Corynebacterium du complexe diphtheriae

3 espèces : Corynebacterium diphtheriae, Corynebacterium ulcerans et C. pseudotuberculosis, potentiellement porteuses du gène tox codant pour la toxine diphtérique.

Sommaire de la fiche

Édition : avril 2022

Pathologie Guide de lecture

  • Nom de la maladie

    Diphtérie

Transmission

Mode de transmission

Par l'intermédiaire des gouttelettes provenant des voies aériennes supérieures, générées par la toux, les éternuements ou la parole d'un sujet infecté ou porteur sain.

Plus rarement par contact des muqueuses avec des mains souillées par les secrétions oro-pharyngées infectées, ou par un support inerte souillé par la salive (jouets, livres, literie).

La transmission par contact cutané à partir de lésions cutanées est décrite.
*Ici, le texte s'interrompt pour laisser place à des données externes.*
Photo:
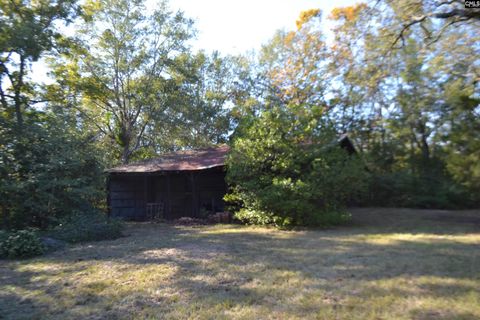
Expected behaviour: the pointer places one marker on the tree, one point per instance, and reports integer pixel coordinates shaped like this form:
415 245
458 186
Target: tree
27 30
288 170
293 62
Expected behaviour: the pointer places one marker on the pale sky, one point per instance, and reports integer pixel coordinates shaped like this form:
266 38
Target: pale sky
235 26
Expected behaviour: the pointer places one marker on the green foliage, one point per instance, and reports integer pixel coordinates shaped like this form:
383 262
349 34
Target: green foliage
287 169
92 226
21 244
46 173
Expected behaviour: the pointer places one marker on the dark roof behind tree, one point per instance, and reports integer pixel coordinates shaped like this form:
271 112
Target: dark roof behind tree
191 160
185 160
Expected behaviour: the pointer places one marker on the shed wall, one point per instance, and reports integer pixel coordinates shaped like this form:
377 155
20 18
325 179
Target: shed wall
184 193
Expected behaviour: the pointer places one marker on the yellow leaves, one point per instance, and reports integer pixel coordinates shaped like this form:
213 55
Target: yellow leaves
349 13
306 16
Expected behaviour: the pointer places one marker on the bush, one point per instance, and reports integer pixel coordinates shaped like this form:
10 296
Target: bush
405 189
287 169
81 227
21 244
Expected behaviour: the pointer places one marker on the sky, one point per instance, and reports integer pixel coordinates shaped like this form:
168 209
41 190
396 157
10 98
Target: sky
233 26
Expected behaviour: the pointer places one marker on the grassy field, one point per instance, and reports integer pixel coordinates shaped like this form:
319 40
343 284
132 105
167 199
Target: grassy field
390 264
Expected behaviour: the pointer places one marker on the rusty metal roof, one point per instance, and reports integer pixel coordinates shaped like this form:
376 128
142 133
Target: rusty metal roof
199 159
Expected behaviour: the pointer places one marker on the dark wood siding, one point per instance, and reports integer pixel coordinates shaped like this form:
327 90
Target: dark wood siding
183 193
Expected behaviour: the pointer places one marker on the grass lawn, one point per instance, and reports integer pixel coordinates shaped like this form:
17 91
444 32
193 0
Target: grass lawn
390 264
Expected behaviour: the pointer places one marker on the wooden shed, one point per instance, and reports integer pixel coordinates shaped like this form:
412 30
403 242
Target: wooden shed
187 183
180 184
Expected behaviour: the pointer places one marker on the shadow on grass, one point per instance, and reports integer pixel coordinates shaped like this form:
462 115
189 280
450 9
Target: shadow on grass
231 267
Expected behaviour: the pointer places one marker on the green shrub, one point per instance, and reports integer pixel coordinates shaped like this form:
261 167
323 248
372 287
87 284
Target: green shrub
287 169
81 227
21 244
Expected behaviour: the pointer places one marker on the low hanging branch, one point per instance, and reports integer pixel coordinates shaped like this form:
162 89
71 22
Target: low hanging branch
453 15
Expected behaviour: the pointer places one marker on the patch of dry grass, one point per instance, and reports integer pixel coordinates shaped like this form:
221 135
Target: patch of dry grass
391 264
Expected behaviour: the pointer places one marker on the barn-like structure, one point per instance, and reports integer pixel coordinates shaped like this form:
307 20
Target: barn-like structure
187 183
180 184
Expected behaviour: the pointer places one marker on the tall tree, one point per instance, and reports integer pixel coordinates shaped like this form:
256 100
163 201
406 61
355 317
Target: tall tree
122 64
28 29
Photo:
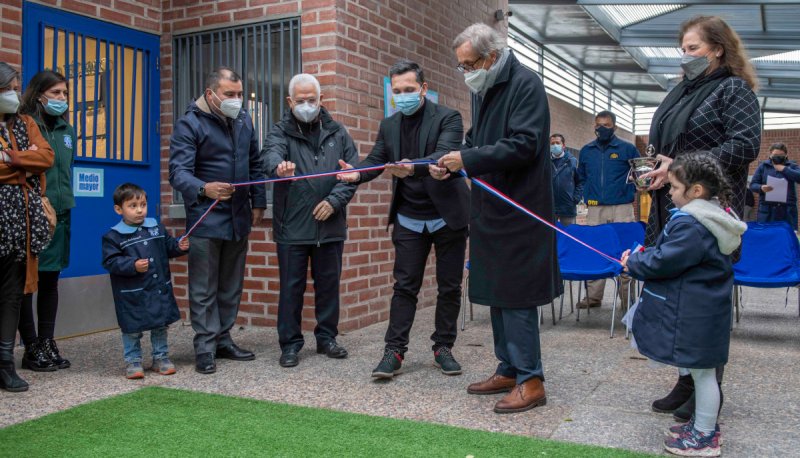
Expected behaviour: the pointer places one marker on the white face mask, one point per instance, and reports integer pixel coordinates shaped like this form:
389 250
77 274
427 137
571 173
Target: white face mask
305 111
9 102
229 107
476 79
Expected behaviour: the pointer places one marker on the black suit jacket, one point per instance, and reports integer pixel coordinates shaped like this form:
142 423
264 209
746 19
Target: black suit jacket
441 132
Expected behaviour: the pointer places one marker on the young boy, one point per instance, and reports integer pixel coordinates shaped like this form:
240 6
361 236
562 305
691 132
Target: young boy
136 253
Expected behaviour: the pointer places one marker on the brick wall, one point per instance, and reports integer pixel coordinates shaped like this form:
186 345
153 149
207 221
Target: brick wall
789 137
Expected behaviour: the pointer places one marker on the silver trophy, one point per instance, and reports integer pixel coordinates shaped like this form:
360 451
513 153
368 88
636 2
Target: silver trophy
641 166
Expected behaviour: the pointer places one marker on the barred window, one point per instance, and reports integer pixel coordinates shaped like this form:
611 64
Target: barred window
265 54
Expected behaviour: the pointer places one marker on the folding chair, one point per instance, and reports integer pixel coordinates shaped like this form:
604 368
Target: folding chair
770 259
578 263
630 234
Ces diphtéries cutanées sont souvent importées chez des personnes en situation de précarité pour C. diphtheriae mais parfois acquises en pays développés à partir de réservoirs animaux (domestiques principalement) pour C. ulcerans et survenant volontiers sur terrain débilité (ex : insuffisance veineuse, diabète...). (8).

À noter que pour C. ulcerans : il n’a pas été décrit de transmission interhumaine en 16 ans de surveillance (entre 2003 et 2020).

Période de contagiosité

Période de contagiosité variable : 2 semaines environ (contagiosité importante) voire des mois à partir d'un porteur sain (contagiosité prolongée mais faible).

La maladie [3, R1]

Incubation
Courte de 2 à 5 jours, inférieure à 7 jours.
Clinique
  • Les présentations cliniques de l’infection à C. diphtheriae ou à C. ulcerans tox+ sont identiques et classiquement ORL ou cutanées.

Le symptôme caractéristique et le plus grave est la présence de fausses membranes (ou pseudomembranes) au siège de la multiplication des bacilles diphtériques.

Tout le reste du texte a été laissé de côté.